ImmunoTyper-SR

A Immunoglobulin Heavy Chain Variable Gene genotyping and CNV analysis tool for WGS short reads using ILP Optimization. See our BioRxiv paper here.

Installation

If you already have BWA installed and don’t want to create a new environment, just download the latest release binary (see right toolbar) and install with pip:

Then run pip install <binary.whl>

However BEST way is to setup an clean environment for the installation first (see below).

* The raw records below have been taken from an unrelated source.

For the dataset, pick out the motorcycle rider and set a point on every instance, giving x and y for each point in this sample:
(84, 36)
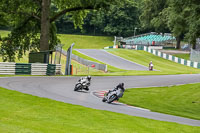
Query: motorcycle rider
(86, 80)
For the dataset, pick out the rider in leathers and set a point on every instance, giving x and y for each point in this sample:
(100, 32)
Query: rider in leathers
(119, 86)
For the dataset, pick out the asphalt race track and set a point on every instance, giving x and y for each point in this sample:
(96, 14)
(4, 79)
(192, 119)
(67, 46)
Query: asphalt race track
(61, 89)
(112, 60)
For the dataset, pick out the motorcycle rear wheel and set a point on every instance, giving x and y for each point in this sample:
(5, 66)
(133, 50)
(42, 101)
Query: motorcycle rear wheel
(77, 87)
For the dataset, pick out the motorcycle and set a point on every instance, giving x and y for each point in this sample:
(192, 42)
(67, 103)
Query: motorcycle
(113, 95)
(82, 85)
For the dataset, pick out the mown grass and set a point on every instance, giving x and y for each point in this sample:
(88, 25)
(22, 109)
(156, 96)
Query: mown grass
(183, 56)
(25, 113)
(162, 66)
(182, 100)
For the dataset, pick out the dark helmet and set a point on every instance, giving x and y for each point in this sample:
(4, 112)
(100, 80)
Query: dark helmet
(122, 85)
(89, 77)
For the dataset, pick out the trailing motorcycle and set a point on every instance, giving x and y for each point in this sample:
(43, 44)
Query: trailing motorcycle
(82, 84)
(113, 95)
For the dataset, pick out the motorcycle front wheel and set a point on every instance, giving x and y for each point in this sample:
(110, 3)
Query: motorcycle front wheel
(77, 87)
(104, 99)
(112, 98)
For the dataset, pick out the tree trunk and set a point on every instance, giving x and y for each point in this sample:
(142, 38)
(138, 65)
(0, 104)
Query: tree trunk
(45, 25)
(178, 42)
(193, 43)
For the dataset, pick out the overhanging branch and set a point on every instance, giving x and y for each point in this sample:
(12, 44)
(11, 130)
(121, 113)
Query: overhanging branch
(70, 10)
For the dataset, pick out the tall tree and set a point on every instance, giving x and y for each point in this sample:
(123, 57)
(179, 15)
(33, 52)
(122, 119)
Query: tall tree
(120, 20)
(32, 17)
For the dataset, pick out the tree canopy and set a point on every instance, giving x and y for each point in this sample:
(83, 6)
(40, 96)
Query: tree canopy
(32, 22)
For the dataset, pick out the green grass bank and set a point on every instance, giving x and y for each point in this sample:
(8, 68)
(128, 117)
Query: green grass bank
(22, 113)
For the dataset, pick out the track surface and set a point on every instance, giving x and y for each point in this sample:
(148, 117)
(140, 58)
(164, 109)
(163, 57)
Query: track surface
(111, 59)
(61, 89)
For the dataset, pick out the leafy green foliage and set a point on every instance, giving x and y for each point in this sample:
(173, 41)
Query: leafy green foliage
(27, 22)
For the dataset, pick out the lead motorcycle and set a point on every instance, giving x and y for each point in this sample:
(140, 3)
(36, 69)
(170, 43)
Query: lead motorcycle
(113, 95)
(82, 84)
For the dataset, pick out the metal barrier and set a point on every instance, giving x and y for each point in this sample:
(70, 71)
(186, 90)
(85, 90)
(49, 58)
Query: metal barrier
(92, 64)
(9, 68)
(85, 62)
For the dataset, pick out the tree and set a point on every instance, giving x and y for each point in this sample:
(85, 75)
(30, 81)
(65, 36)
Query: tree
(33, 22)
(153, 15)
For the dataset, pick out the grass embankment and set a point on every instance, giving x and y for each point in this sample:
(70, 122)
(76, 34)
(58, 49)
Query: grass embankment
(162, 65)
(25, 113)
(183, 56)
(183, 100)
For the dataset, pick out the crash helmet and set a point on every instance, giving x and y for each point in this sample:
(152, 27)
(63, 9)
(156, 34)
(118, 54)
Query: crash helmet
(122, 85)
(89, 77)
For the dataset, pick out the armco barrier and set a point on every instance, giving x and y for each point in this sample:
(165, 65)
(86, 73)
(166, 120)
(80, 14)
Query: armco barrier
(8, 68)
(22, 69)
(172, 58)
(85, 62)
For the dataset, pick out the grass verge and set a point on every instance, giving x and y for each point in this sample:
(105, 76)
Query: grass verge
(25, 113)
(162, 65)
(183, 100)
(183, 56)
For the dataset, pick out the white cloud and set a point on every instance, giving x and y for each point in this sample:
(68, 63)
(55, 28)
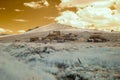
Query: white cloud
(96, 15)
(20, 20)
(37, 4)
(18, 10)
(2, 30)
(21, 31)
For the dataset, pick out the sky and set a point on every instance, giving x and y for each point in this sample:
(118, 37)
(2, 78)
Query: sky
(16, 16)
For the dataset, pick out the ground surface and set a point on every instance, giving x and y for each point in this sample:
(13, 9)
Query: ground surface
(60, 61)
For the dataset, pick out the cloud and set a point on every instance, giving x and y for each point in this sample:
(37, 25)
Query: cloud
(2, 30)
(96, 15)
(20, 20)
(21, 31)
(18, 10)
(37, 4)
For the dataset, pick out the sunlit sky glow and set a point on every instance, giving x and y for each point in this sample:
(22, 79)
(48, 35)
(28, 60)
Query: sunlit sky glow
(16, 16)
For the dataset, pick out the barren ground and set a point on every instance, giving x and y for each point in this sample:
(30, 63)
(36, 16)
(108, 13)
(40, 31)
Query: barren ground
(60, 61)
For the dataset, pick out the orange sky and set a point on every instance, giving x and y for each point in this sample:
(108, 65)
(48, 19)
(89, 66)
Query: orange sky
(16, 16)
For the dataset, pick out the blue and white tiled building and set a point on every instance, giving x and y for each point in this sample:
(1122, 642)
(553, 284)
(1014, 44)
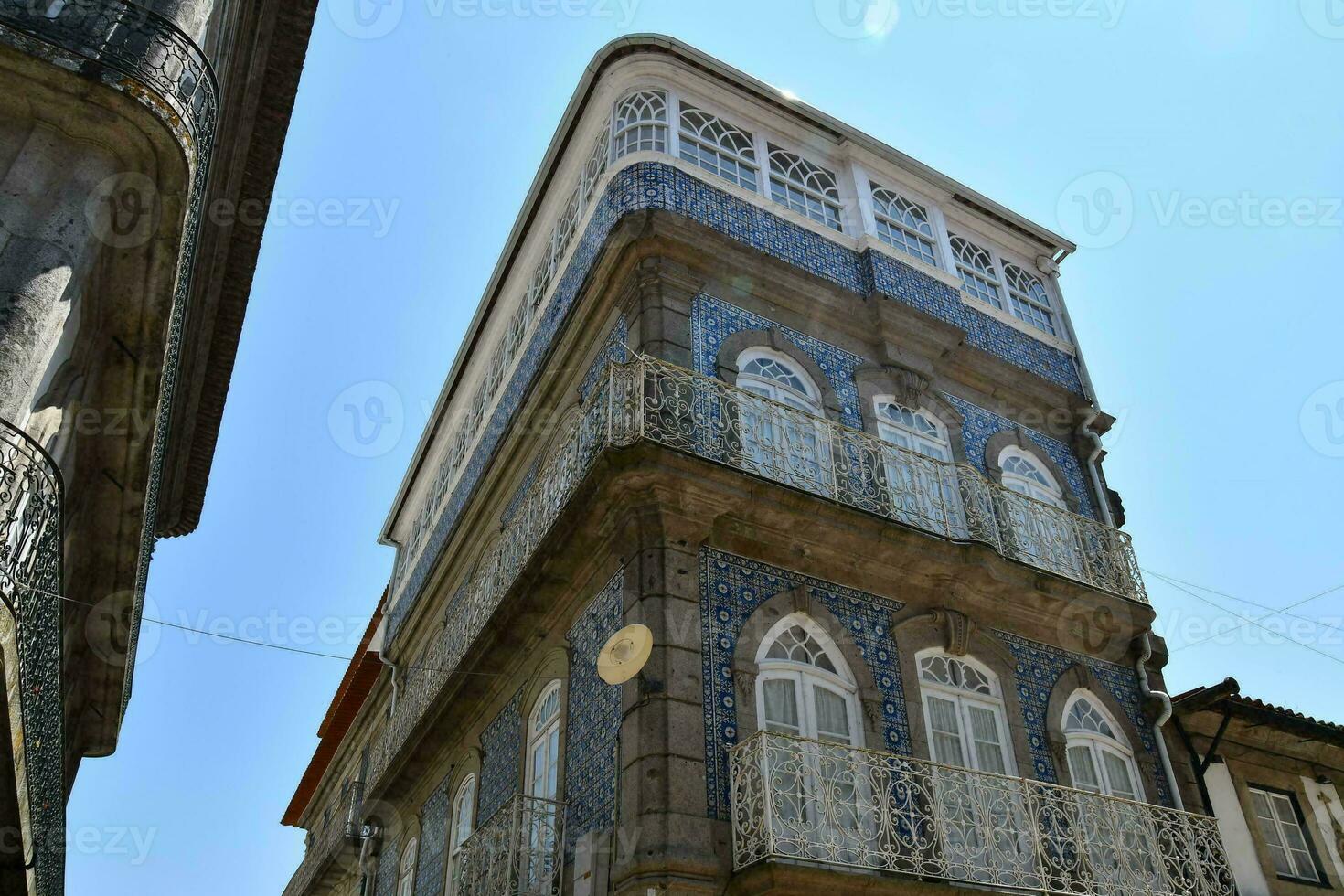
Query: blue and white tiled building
(815, 415)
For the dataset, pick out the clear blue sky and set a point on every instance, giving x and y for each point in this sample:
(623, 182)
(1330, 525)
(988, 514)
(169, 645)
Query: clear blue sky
(1204, 338)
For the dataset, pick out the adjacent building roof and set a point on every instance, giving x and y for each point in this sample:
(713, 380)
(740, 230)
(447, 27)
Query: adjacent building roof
(349, 696)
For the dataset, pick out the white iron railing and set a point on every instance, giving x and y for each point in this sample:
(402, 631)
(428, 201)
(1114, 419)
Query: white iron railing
(808, 801)
(648, 400)
(515, 853)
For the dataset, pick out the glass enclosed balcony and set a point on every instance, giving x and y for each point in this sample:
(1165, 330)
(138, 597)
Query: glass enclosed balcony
(808, 801)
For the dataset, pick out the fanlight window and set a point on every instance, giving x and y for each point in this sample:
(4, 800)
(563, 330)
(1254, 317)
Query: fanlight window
(718, 146)
(964, 713)
(903, 225)
(1027, 298)
(804, 187)
(805, 688)
(773, 375)
(1024, 475)
(641, 123)
(976, 268)
(910, 429)
(1098, 761)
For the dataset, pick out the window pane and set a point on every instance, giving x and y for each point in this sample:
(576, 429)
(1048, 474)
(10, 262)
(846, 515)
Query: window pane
(832, 715)
(781, 706)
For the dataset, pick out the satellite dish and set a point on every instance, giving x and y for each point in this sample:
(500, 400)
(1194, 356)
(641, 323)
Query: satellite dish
(624, 655)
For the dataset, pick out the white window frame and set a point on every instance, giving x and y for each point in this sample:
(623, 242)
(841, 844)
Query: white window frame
(1054, 495)
(542, 738)
(463, 812)
(806, 678)
(406, 869)
(1098, 746)
(1280, 804)
(964, 700)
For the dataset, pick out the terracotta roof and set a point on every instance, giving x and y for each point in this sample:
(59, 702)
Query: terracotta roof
(1258, 710)
(349, 696)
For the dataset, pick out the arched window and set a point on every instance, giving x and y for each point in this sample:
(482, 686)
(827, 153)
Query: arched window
(777, 377)
(805, 687)
(1100, 761)
(460, 827)
(804, 187)
(1026, 475)
(718, 146)
(543, 744)
(977, 271)
(964, 713)
(917, 430)
(406, 873)
(1027, 298)
(641, 123)
(903, 225)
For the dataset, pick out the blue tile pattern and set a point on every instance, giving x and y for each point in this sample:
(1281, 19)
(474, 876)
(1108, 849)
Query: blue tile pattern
(385, 881)
(1040, 667)
(613, 352)
(502, 758)
(731, 589)
(429, 861)
(712, 320)
(593, 720)
(980, 425)
(659, 186)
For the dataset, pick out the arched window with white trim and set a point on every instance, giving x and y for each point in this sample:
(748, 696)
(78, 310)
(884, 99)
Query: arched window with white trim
(641, 123)
(964, 713)
(804, 687)
(718, 146)
(977, 271)
(406, 870)
(1029, 300)
(777, 443)
(543, 744)
(1024, 473)
(461, 821)
(804, 187)
(1100, 759)
(903, 225)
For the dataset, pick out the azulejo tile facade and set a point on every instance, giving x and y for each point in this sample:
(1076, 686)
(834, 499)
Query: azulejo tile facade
(659, 186)
(978, 426)
(712, 320)
(593, 720)
(502, 753)
(429, 863)
(1040, 667)
(731, 589)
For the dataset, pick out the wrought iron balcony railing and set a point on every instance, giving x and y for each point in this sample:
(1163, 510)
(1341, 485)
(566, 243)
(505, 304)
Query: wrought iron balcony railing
(515, 853)
(808, 801)
(31, 551)
(648, 400)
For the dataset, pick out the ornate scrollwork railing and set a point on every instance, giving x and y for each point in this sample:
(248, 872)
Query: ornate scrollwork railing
(517, 852)
(30, 583)
(148, 58)
(798, 799)
(659, 402)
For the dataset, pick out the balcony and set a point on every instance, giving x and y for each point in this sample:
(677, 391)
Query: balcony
(31, 554)
(652, 400)
(515, 853)
(805, 801)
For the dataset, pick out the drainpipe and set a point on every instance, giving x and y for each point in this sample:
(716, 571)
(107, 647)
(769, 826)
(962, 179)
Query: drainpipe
(1141, 667)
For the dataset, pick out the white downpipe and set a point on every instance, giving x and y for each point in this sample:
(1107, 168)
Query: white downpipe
(1141, 666)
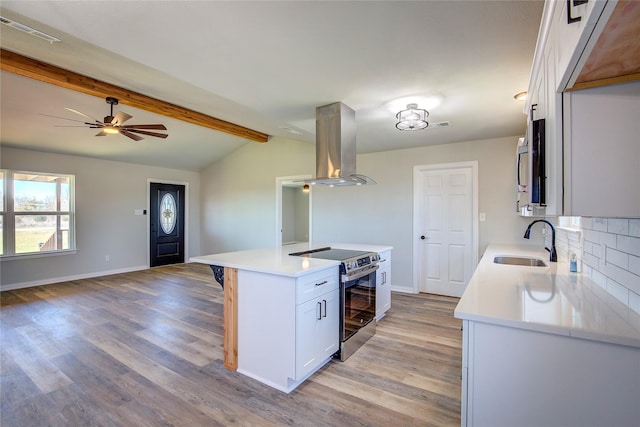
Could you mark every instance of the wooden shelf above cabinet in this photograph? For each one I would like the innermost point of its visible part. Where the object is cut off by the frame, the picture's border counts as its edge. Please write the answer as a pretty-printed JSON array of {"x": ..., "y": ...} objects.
[{"x": 615, "y": 58}]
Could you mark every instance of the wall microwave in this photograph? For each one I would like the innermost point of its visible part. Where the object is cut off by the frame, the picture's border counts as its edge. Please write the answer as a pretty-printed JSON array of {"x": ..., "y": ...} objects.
[{"x": 530, "y": 171}]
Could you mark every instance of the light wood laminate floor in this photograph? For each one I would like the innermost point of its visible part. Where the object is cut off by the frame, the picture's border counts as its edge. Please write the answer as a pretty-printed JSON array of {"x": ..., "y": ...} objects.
[{"x": 145, "y": 349}]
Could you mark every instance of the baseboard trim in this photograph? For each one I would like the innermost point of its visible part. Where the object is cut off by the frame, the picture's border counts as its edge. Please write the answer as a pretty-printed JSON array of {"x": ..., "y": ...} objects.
[{"x": 53, "y": 280}]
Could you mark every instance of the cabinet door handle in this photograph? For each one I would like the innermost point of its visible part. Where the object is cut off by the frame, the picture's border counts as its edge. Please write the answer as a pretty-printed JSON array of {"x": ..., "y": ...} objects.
[{"x": 570, "y": 3}]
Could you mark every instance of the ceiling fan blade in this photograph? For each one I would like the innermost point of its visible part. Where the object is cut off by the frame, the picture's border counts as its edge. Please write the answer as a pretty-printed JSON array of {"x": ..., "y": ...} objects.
[
  {"x": 82, "y": 114},
  {"x": 130, "y": 135},
  {"x": 120, "y": 118},
  {"x": 144, "y": 132},
  {"x": 156, "y": 127}
]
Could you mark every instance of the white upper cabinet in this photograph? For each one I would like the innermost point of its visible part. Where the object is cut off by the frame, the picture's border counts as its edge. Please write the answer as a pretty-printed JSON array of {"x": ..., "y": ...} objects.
[
  {"x": 592, "y": 135},
  {"x": 602, "y": 151}
]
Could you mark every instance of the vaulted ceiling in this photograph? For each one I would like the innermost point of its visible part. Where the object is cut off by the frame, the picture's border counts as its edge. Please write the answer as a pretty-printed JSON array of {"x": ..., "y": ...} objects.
[{"x": 266, "y": 66}]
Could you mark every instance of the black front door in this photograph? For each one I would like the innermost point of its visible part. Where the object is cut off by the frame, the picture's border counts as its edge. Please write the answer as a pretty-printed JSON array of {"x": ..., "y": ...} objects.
[{"x": 166, "y": 219}]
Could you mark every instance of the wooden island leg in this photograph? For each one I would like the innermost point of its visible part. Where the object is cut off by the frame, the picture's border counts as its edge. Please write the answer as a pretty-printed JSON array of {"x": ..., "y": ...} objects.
[{"x": 231, "y": 318}]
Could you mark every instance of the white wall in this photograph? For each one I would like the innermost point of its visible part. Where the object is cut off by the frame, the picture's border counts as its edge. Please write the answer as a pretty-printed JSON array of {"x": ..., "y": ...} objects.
[
  {"x": 239, "y": 193},
  {"x": 107, "y": 193},
  {"x": 383, "y": 213},
  {"x": 239, "y": 198}
]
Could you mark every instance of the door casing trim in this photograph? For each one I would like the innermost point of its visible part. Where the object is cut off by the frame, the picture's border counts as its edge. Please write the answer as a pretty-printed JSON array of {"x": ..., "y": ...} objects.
[
  {"x": 473, "y": 165},
  {"x": 186, "y": 216}
]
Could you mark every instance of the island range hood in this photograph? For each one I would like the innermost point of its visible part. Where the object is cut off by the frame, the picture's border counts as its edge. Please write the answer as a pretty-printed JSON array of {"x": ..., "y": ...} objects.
[{"x": 336, "y": 147}]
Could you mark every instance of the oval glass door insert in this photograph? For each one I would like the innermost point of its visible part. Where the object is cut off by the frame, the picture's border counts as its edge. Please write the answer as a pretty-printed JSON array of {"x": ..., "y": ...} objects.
[{"x": 168, "y": 213}]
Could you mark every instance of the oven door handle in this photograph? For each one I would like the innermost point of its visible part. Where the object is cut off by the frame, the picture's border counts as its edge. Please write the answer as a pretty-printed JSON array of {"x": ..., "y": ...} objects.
[{"x": 346, "y": 278}]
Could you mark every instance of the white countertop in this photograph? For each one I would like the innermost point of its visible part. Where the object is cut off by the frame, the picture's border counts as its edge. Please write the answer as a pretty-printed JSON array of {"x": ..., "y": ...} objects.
[
  {"x": 545, "y": 299},
  {"x": 276, "y": 260}
]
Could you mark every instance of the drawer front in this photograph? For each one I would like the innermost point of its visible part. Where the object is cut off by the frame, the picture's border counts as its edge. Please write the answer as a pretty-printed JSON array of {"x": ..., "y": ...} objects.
[{"x": 315, "y": 284}]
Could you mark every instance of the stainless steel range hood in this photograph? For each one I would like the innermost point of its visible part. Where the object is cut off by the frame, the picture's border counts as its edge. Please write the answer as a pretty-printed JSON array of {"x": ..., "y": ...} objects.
[{"x": 336, "y": 147}]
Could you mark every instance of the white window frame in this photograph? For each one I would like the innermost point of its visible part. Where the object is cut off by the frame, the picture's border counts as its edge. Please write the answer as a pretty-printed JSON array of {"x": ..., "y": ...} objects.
[{"x": 8, "y": 215}]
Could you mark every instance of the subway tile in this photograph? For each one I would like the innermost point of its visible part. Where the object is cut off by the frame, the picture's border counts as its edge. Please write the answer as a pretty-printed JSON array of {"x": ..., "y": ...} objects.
[
  {"x": 587, "y": 247},
  {"x": 629, "y": 280},
  {"x": 634, "y": 264},
  {"x": 618, "y": 225},
  {"x": 592, "y": 261},
  {"x": 599, "y": 279},
  {"x": 597, "y": 250},
  {"x": 630, "y": 245},
  {"x": 591, "y": 236},
  {"x": 634, "y": 227},
  {"x": 607, "y": 239},
  {"x": 616, "y": 257},
  {"x": 634, "y": 302},
  {"x": 599, "y": 224}
]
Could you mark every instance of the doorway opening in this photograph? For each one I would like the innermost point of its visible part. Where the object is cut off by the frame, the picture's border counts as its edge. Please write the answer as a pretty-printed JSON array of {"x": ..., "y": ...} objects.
[{"x": 293, "y": 210}]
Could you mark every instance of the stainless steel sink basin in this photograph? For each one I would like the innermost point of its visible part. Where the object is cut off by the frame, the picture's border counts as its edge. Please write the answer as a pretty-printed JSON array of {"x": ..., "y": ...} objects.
[{"x": 513, "y": 260}]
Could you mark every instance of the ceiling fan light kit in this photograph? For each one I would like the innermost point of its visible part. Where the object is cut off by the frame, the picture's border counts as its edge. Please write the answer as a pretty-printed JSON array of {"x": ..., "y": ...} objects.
[{"x": 413, "y": 118}]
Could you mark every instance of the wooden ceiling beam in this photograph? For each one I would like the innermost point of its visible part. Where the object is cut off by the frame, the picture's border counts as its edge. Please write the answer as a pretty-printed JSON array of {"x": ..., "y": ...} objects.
[{"x": 27, "y": 67}]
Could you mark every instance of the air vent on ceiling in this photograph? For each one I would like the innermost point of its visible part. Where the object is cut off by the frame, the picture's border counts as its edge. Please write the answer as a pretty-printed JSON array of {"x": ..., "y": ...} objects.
[{"x": 26, "y": 29}]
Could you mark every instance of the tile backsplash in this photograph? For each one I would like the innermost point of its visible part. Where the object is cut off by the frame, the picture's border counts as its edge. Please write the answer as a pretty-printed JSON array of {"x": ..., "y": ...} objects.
[{"x": 608, "y": 251}]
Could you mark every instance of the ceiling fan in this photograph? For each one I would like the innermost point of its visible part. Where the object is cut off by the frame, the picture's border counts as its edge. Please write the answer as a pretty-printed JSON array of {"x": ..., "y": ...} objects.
[{"x": 115, "y": 124}]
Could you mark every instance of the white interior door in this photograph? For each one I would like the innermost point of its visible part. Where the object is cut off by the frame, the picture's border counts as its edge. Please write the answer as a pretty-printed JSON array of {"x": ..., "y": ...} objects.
[{"x": 446, "y": 235}]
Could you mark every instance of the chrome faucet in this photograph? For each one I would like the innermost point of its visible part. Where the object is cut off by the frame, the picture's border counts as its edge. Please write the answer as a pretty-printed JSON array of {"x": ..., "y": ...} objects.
[{"x": 553, "y": 256}]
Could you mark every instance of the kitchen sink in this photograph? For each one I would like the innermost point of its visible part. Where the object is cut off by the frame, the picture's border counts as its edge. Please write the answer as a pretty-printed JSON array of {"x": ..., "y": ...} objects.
[{"x": 513, "y": 260}]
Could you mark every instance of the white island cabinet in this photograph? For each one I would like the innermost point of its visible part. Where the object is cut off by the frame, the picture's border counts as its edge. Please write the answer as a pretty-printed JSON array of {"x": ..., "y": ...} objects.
[
  {"x": 287, "y": 326},
  {"x": 545, "y": 347},
  {"x": 282, "y": 312},
  {"x": 383, "y": 285}
]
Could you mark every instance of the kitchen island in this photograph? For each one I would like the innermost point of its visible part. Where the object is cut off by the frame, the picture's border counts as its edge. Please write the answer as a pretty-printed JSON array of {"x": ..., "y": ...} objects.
[
  {"x": 281, "y": 312},
  {"x": 544, "y": 346}
]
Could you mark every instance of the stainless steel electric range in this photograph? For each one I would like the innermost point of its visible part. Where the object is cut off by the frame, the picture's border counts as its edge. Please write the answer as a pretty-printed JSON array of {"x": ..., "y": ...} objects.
[{"x": 357, "y": 295}]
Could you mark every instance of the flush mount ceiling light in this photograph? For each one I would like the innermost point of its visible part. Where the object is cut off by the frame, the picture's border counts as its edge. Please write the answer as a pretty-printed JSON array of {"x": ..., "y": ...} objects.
[
  {"x": 413, "y": 118},
  {"x": 520, "y": 96}
]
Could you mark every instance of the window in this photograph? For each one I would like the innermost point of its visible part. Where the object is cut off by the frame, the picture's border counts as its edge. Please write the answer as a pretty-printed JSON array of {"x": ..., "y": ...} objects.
[{"x": 36, "y": 213}]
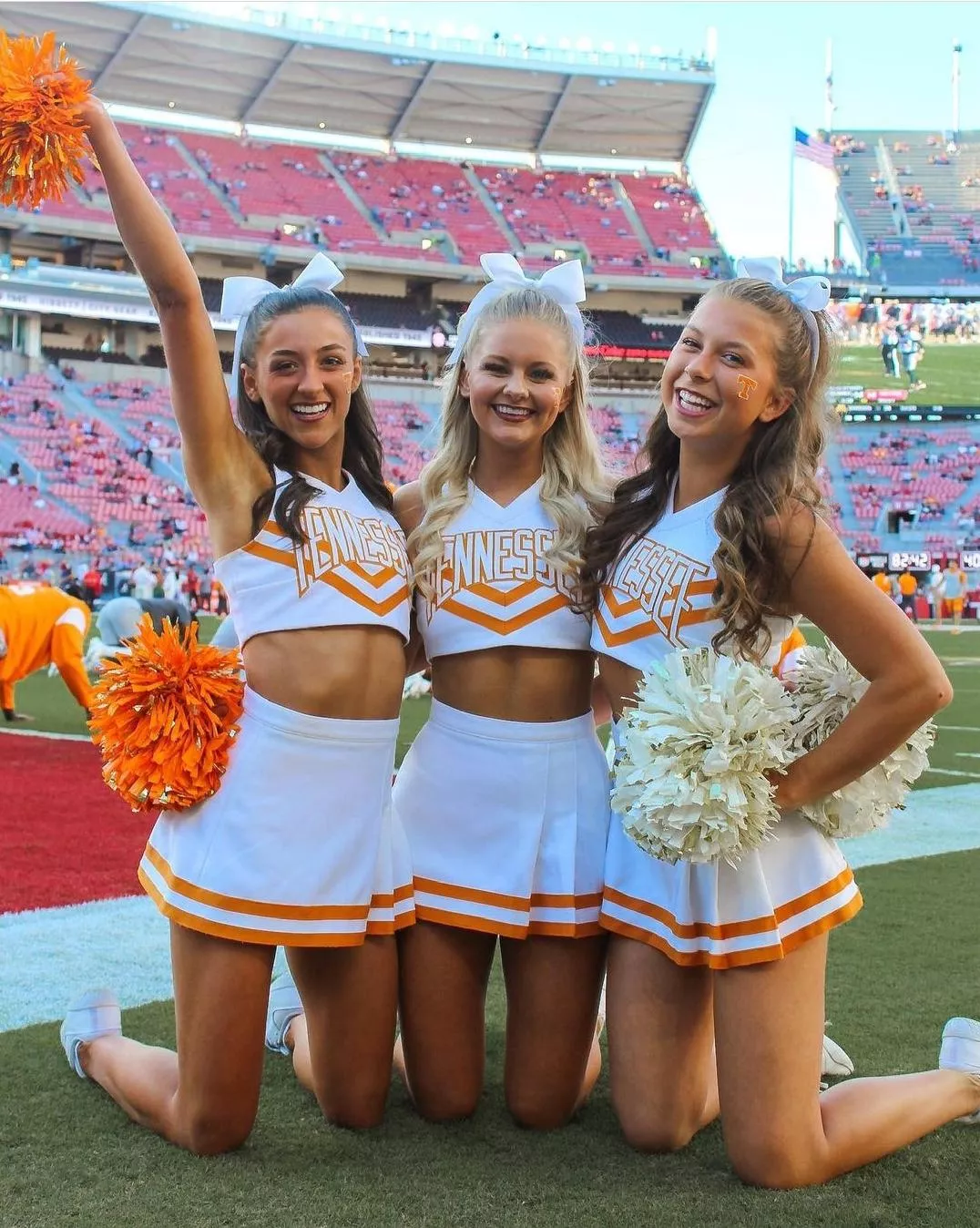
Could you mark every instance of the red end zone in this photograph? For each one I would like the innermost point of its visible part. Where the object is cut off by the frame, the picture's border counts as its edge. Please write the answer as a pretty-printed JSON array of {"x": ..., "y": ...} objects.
[{"x": 66, "y": 838}]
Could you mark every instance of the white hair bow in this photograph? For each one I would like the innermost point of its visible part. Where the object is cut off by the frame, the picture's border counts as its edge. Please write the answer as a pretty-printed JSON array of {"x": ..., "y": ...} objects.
[
  {"x": 564, "y": 284},
  {"x": 240, "y": 295},
  {"x": 810, "y": 293}
]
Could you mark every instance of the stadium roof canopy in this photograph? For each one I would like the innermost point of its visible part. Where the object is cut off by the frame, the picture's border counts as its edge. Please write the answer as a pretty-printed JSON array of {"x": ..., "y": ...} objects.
[{"x": 286, "y": 71}]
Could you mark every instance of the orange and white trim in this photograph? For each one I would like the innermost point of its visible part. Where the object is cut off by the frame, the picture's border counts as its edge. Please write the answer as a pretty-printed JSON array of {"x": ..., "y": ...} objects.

Environment and Dependencies

Installing ImmunoTyper-SR using pip will automatically install the following dependencies:

In addition to the above, you will need

  1. BWA mem mapper. We recommend using a new conda environment for the installation, which you can also use to install BWA:
conda create -n immunotyper-SR -c bioconda python=3.8 bwa samtools
conda activate immunotyper-SR
pip install <binary.whl>
  1. Gurobi solver configured with a valid license. Licenses are free for academic purposes.

To check that gurobi is correctly configured, run gurobi_cl from a shell.

Installing from source

If the binary fails to install for whatever reason, you can build the tool from source as follows:

conda create -n immunotyper-SR -c bioconda python=3.8 bwa samtools
conda activate immunotyper-SR
git clone git@github.com:algo-cancer/ImmunoTyper-SR.git ./ImmunoTyper-SR
cd ImmunoTyper-SR
python -m pip install --upgrade  build
python -m build
pip install dist/<.tar.gz or .whl build>

Running ImmunoTyper-SR:

After installation with pip, simply use the command immunotyper-SR. The only required input is a bam file, and output is a txt file of allele calls save in the current working direction, with the name <bam_file>-IGHV_functional_allele_calls.txt.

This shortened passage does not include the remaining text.